🤖 AI Summary
This work addresses the dual challenges of semantic heterogeneity in metadata and biological distribution shifts in single-cell perturbation modeling. To overcome these issues, the authors propose HarmonyCell, an end-to-end agent framework that achieves fully automated semantic alignment and adaptive architecture synthesis without human intervention. HarmonyCell employs an LLM-driven semantic unifier to harmonize heterogeneous metadata and integrates adaptive Monte Carlo Tree Search to dynamically construct model architectures tailored to distribution shifts within a hierarchical action space.
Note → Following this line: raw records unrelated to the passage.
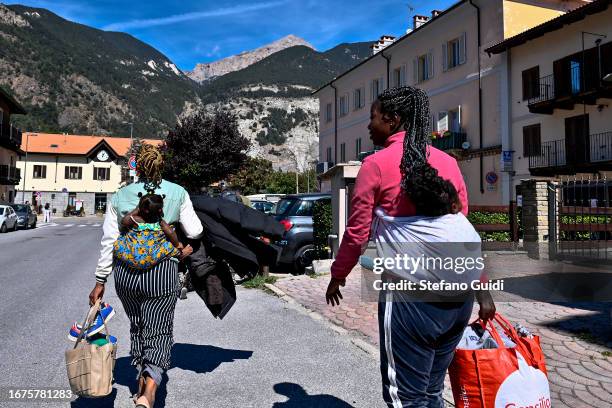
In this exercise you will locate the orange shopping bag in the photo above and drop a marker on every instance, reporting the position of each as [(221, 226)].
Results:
[(501, 377)]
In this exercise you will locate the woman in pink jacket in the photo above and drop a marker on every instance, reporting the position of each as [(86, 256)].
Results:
[(408, 177)]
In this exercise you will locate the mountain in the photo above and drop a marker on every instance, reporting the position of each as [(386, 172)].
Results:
[(78, 79), (206, 71), (273, 100)]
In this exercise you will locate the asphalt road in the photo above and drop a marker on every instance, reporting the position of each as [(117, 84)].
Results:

Experimental results demonstrate that HarmonyCell attains a 95% effective execution rate on heterogeneous datasets—where generic agents fail completely—and matches or even surpasses expert-designed models in out-of-distribution evaluations, substantially enhancing the scalability and automation of cross-dataset virtual cell modeling.
📝 Abstract
Single-cell perturbation studies face dual heterogeneity bottlenecks: (i) semantic heterogeneity--identical biological concepts encoded under incompatible metadata schemas across datasets; and (ii) statistical heterogeneity--distribution shifts from biological variation demanding dataset-specific inductive biases. We propose HarmonyCell, an end-to-end agent framework resolving each challenge through a dedicated mechanism: an LLM-driven Semantic Unifier autonomously maps disparate metadata into a canonical interface without manual intervention; and an adaptive Monte Carlo Tree Search engine operates over a hierarchical action space to synthesize architectures with optimal statistical inductive biases for distribution shifts. Evaluated across diverse perturbation tasks under both semantic and distribution shifts, HarmonyCell achieves a 95% valid execution rate on heterogeneous input datasets (versus 0% for general agents) while matching or even exceeding expert-designed baselines in rigorous out-of-distribution evaluations. This dual-track orchestration enables scalable automatic virtual cell modeling without dataset-specific engineering.